A África do Sul foi excluída do mapa global do Banco Mundial que exibe economias com estratégia nacional em inteligência artificial. Isso foi uma consequência direta do abandono do projeto de política nacional de IA, ocorrido em abril.
Esta exclusão foi apresentada na edição anual principal do Banco, o «World Development Report 2026: The Promise of Artificial Intelligence», publicado na terça-feira. Uma nota no mapa de estratégias nacionais de IA indica que a África do Sul não está incluída na lista de economias com estratégia devido à retirada do projeto de política nacional em abril de 2026.
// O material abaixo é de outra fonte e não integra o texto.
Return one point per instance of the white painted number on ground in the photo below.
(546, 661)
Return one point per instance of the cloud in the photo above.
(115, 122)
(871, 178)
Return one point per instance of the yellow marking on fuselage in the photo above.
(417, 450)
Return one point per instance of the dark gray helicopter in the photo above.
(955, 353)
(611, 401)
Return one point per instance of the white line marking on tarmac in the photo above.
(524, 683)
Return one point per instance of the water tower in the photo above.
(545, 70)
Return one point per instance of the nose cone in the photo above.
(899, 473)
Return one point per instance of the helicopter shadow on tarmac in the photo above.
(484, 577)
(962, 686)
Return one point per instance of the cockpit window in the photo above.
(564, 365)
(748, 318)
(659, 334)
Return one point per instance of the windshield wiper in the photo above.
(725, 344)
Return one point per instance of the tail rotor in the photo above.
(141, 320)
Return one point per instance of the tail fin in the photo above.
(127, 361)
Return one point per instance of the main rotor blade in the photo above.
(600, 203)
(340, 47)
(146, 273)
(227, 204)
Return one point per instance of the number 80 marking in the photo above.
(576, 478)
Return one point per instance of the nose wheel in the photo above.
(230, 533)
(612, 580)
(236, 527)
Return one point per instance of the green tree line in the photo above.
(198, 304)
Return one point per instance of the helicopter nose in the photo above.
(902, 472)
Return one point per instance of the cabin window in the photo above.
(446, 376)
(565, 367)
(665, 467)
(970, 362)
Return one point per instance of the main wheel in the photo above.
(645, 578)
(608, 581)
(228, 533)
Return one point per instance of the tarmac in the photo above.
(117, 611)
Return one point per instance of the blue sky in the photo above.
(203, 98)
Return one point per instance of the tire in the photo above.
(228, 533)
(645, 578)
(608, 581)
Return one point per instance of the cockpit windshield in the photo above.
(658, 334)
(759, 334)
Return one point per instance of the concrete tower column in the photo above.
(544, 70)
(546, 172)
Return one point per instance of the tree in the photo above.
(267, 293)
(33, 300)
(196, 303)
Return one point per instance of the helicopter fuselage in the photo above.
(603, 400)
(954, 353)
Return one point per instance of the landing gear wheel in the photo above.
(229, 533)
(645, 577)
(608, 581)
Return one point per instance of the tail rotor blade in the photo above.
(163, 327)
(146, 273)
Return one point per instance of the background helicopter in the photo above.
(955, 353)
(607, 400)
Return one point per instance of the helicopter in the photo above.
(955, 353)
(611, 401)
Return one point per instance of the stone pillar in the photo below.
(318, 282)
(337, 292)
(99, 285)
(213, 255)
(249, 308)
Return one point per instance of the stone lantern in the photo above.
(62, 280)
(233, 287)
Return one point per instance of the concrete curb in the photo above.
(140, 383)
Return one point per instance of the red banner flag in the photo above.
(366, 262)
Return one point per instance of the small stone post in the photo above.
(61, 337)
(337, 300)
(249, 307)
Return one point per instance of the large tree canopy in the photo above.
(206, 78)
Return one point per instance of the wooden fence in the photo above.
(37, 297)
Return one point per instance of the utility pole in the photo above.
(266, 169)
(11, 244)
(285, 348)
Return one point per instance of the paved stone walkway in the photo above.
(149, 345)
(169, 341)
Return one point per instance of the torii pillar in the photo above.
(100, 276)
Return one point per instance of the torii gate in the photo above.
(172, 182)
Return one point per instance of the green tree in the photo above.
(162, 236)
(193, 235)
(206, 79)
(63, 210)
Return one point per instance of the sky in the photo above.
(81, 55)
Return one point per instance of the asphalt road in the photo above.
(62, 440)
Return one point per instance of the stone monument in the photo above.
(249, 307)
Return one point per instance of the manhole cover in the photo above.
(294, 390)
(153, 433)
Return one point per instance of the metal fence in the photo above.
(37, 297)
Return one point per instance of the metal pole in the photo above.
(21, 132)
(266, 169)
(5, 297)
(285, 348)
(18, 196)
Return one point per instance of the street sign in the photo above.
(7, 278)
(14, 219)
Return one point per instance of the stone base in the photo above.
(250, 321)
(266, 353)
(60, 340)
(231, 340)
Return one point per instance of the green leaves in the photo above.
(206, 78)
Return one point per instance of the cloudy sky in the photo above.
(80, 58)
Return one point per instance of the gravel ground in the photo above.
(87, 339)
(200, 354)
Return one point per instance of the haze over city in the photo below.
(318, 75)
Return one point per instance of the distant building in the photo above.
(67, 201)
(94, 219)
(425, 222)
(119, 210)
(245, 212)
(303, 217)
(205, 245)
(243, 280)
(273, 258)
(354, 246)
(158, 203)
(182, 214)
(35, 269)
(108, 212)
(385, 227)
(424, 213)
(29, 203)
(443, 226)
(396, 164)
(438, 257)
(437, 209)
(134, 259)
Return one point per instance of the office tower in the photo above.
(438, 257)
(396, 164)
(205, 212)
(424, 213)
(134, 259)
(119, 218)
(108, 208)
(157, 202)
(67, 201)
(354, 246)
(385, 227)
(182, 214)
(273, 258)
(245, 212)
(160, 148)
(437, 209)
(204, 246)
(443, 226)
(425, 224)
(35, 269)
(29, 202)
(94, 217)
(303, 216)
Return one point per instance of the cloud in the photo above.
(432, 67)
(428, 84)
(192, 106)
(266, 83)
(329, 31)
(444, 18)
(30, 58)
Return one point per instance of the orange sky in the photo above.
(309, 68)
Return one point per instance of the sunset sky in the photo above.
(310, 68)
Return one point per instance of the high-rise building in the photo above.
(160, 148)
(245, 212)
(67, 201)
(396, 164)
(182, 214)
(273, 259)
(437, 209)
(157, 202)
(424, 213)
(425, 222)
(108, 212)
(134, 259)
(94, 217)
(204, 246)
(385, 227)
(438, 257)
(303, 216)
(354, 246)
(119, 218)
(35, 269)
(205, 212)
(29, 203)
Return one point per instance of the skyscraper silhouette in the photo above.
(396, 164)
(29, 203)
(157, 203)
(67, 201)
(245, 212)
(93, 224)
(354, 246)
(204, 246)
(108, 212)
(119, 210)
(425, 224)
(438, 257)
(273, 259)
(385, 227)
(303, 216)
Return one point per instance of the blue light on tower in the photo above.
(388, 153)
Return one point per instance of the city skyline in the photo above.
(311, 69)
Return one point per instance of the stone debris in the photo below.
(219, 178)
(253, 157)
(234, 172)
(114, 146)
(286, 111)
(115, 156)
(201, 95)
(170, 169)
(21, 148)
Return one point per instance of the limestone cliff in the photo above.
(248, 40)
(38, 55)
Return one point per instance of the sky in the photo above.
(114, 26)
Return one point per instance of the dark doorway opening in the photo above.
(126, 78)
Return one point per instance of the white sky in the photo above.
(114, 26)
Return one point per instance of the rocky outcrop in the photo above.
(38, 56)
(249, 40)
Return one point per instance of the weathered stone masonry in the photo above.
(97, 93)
Até junho de 2026, o Banco contabilizou mais de 80 países que publicaram estratégias nacionais de IA. Uma estratégia é definida como uma base autônoma e gerida pelo governo que define a visão e o plano de ação do país em relação à IA. A observação central do Banco é que os países que podem obter maiores benefícios desta tecnologia são frequentemente os menos preparados para ela: de 25 países de baixa renda, apenas Ruanda publicou uma estratégia especial de IA, enquanto mais da metade das economias de alta renda possuem tais documentos.
A África do Sul, sendo uma economia de renda média-alta e possuindo o setor tecnológico mais desenvolvido do continente, agora está completamente ausente neste grupo.
Razões para o abandono da política
O Ministro das Comunicações, Sulli Malatsi, retirou o projeto de política nacional de IA em 26 de abril depois que verificações internas revelaram que a lista de fontes continha dados falsos. O documento de 86 páginas, que foi oficialmente publicado em 10 de abril com 67 referências, mostrou-se com citações de artigos de revistas académicas que, na verdade, não existiam — o que provavelmente foi gerado por uma ferramenta de IA e publicado sem a devida verificação.
Malatsi declarou na altura que a falha não tinha apenas um caráter técnico, mas também minou a integridade e a confiança na própria política. Após isso, nomeou um grupo de especialistas independente, presidido pelo Professor Benjamin Rosman, investigador de IA da Universidade de Witwatersrand, para restaurar o documento.
Perspetivas para o desenvolvimento da política
O mapa do Banco Mundial reflete a situação até junho de 2026, mas é improvável que a ausência da África do Sul seja corrigida em breve. O Departamento de Comunicações e Tecnologia Digital informou ao parlamento que o relatório consolidado do grupo de especialistas está previsto para agosto, e o projeto revisado será apresentado ao gabinete de ministros em novembro, com consultas públicas agendadas para janeiro de 2027.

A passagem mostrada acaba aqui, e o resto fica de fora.